Economic inequality always increases in post-Bretton Woods crises where governments do not create new productive projects; in this crisis, it has exploded. The Federal Reserve and Congress have drastically increased inequality in the United States.
The housing market in America is starkly divided. Seventeen million households face a “mortgage crisis” of coming foreclosures, and an “eviction crisis” far larger, already in process although held back somewhat by Trump’s executive order. But at the same time, sales of existing homes and new homes are both substantially higher than a year ago, actually at their highest level since 2006. The median — not just the average — existing-home sale price now exceeds $300,000, which is unprecedented and is 8.5% higher than last July; the median new home sale is about $370,000. Total homes-for-sale inventory is only three months’ worth of sales, exceedingly low. The houses being built are detached homes, larger than one year ago.

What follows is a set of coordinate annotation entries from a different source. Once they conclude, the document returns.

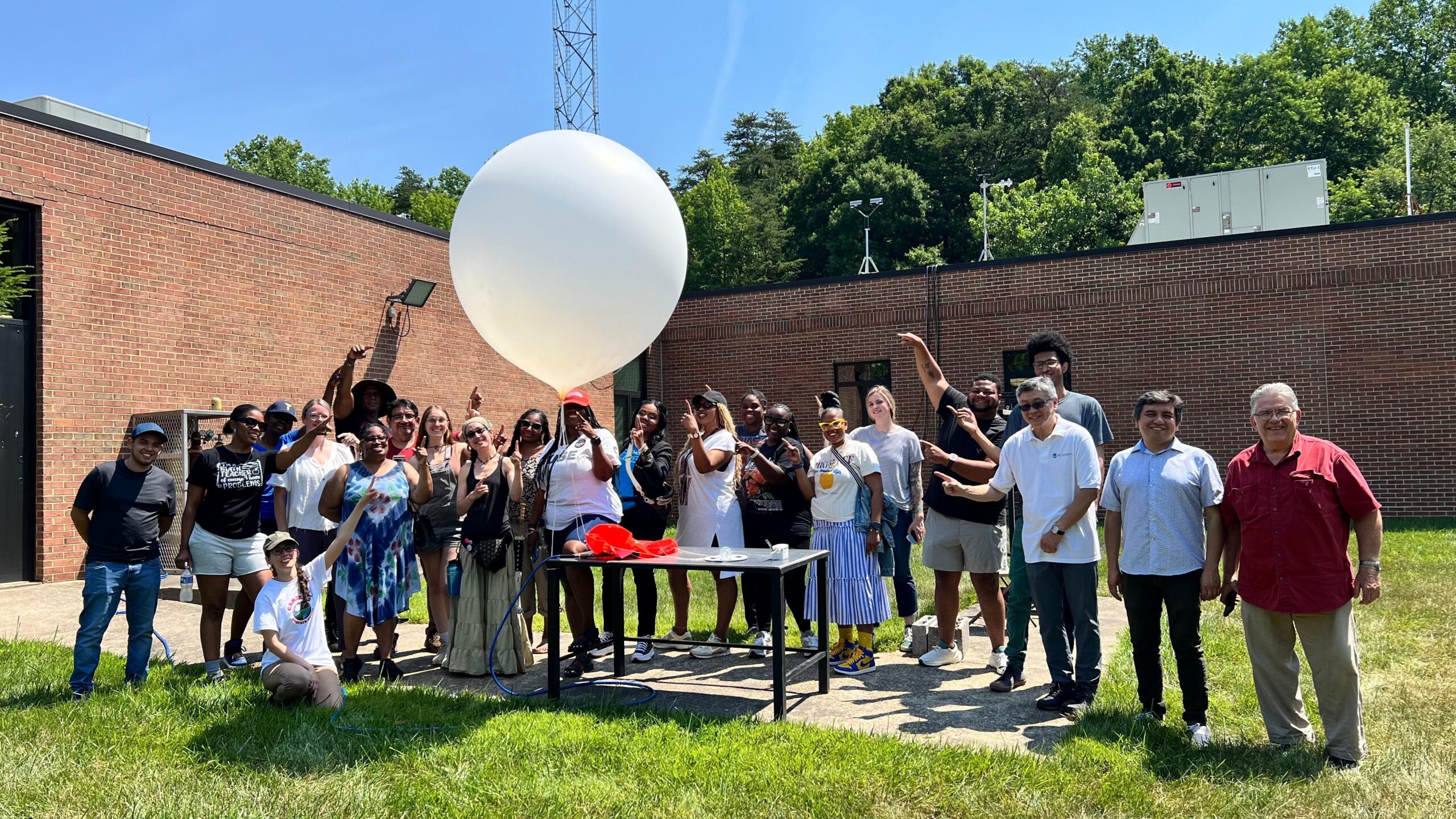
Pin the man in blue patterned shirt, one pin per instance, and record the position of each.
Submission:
(1163, 503)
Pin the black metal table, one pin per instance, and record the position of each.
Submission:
(758, 561)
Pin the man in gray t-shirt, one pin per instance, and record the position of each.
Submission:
(1052, 358)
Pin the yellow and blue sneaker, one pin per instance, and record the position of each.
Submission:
(857, 662)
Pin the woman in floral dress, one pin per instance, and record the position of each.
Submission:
(378, 573)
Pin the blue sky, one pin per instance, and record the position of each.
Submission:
(375, 86)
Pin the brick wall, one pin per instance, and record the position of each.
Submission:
(164, 288)
(1362, 321)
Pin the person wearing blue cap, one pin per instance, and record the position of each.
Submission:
(121, 511)
(279, 421)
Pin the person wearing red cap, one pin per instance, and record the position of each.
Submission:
(574, 493)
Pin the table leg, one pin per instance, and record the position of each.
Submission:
(554, 630)
(779, 694)
(826, 640)
(612, 611)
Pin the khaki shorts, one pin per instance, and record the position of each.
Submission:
(961, 545)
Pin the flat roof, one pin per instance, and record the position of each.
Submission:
(24, 114)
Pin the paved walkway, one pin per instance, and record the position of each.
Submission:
(903, 698)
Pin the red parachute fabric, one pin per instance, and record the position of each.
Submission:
(609, 541)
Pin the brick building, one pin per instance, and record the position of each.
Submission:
(165, 282)
(1359, 318)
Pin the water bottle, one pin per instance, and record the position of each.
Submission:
(453, 574)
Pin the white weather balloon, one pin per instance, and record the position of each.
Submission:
(568, 254)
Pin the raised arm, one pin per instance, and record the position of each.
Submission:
(925, 365)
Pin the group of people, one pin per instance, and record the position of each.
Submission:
(1007, 496)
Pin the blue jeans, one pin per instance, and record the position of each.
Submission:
(895, 561)
(105, 584)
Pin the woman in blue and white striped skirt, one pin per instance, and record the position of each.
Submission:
(857, 595)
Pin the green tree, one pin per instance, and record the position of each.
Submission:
(719, 237)
(367, 195)
(15, 280)
(282, 159)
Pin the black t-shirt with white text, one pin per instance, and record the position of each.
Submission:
(954, 439)
(235, 490)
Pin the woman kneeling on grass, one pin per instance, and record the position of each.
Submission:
(857, 595)
(287, 614)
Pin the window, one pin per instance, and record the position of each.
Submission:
(852, 382)
(628, 387)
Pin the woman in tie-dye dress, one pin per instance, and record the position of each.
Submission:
(376, 574)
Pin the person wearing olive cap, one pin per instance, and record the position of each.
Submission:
(297, 660)
(121, 511)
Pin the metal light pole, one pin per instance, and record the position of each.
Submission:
(986, 235)
(868, 266)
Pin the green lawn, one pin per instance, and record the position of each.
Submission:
(175, 748)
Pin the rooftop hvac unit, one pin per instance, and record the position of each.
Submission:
(86, 117)
(1234, 201)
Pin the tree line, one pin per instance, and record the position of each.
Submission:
(1077, 139)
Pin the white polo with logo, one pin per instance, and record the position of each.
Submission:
(1049, 474)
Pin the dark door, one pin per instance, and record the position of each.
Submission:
(18, 406)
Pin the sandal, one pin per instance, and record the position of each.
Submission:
(577, 668)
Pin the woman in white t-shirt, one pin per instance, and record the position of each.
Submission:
(857, 595)
(900, 455)
(296, 504)
(574, 493)
(297, 660)
(708, 512)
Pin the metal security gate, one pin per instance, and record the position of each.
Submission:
(18, 407)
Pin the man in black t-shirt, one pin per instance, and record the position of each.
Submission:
(963, 535)
(121, 511)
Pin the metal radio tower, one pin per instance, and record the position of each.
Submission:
(574, 56)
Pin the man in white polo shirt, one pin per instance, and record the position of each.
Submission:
(1054, 465)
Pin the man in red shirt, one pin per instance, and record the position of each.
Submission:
(1288, 511)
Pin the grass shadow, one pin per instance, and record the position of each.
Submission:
(1168, 755)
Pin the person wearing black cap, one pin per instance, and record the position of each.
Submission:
(279, 421)
(359, 403)
(121, 511)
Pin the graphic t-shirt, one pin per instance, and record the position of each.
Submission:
(776, 512)
(835, 487)
(954, 439)
(126, 512)
(280, 608)
(235, 490)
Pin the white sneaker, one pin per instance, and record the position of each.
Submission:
(704, 652)
(1200, 735)
(998, 662)
(603, 646)
(942, 655)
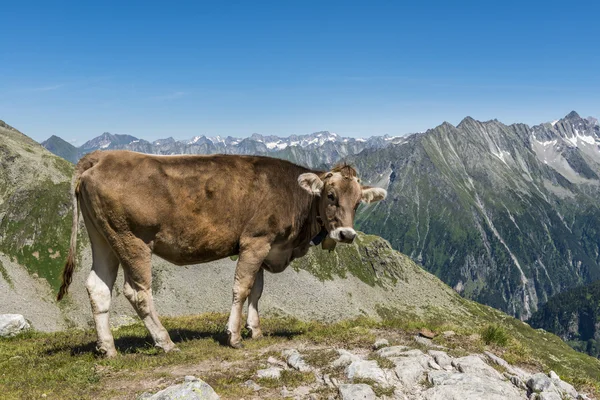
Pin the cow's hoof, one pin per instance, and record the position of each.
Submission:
(257, 333)
(234, 342)
(168, 348)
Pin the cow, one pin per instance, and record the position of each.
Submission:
(190, 209)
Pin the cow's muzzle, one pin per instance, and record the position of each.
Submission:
(344, 235)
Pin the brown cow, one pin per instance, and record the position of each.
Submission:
(195, 209)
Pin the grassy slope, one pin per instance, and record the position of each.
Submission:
(34, 198)
(63, 365)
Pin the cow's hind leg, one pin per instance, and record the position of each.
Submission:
(249, 264)
(253, 321)
(137, 269)
(99, 286)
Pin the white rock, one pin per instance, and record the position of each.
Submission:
(379, 343)
(441, 358)
(269, 373)
(295, 360)
(509, 368)
(192, 389)
(553, 375)
(356, 392)
(346, 358)
(547, 396)
(12, 324)
(252, 385)
(466, 386)
(367, 369)
(393, 351)
(410, 369)
(540, 382)
(476, 366)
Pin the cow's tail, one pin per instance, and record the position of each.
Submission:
(87, 162)
(70, 265)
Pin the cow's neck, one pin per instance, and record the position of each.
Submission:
(312, 225)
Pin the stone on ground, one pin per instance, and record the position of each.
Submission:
(12, 324)
(356, 392)
(192, 389)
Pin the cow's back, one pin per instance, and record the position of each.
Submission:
(190, 208)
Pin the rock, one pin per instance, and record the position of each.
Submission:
(393, 351)
(12, 324)
(466, 386)
(509, 368)
(441, 358)
(411, 367)
(274, 361)
(269, 373)
(547, 396)
(427, 333)
(433, 365)
(295, 360)
(518, 382)
(540, 382)
(422, 340)
(192, 389)
(476, 366)
(252, 385)
(379, 343)
(301, 392)
(346, 358)
(367, 369)
(356, 392)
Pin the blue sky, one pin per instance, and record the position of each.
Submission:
(158, 69)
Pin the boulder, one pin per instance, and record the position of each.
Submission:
(466, 386)
(12, 324)
(475, 365)
(269, 373)
(441, 358)
(192, 389)
(540, 382)
(346, 358)
(379, 343)
(356, 392)
(295, 360)
(393, 351)
(367, 369)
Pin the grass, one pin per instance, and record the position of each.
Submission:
(63, 364)
(495, 334)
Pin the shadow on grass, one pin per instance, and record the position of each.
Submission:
(131, 344)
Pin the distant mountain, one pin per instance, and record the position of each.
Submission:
(314, 150)
(574, 315)
(507, 215)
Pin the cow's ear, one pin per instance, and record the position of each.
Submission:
(372, 194)
(311, 183)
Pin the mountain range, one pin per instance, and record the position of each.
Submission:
(508, 215)
(315, 150)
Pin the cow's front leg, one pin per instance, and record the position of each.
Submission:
(253, 321)
(248, 266)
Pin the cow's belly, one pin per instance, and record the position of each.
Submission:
(278, 259)
(193, 247)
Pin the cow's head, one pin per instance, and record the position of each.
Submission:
(340, 193)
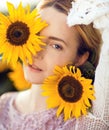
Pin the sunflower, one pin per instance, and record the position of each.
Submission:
(17, 76)
(18, 34)
(68, 91)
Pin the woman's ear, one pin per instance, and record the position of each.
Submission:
(82, 59)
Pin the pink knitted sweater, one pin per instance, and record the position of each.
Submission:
(11, 119)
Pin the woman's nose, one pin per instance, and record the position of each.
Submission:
(40, 55)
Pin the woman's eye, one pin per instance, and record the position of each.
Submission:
(56, 46)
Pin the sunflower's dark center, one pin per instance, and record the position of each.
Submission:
(70, 89)
(18, 33)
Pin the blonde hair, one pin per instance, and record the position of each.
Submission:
(89, 37)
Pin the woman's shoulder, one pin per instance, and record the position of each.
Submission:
(5, 99)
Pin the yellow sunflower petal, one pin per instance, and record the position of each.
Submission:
(20, 27)
(69, 91)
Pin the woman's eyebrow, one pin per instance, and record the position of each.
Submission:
(56, 38)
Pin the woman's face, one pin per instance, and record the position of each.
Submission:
(61, 47)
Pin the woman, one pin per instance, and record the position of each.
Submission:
(64, 45)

Why? Those workers across the country who have kept their jobs — white collar workers in government, business, and industry particularly — have had their income rise during the economic breakdown due to relief checks and tax deferrals, and their household wealth has risen to the extent they are invested in the Fed-fed stock and bond markets; mortgage rates are the lowest in history. They are buying big homes to telework in the suburbs and exurbs, with extra rooms for home offices. Meanwhile the workers who have lost their jobs are at the lower-wage part of the scale; $3,000 relief money in six months is very little, and expanded unemployment was delayed months for millions. They have little or no household wealth and have been pushed down into a hand-to-mouth state, putting off paying their rent or mortgage, but now unable to do so any longer.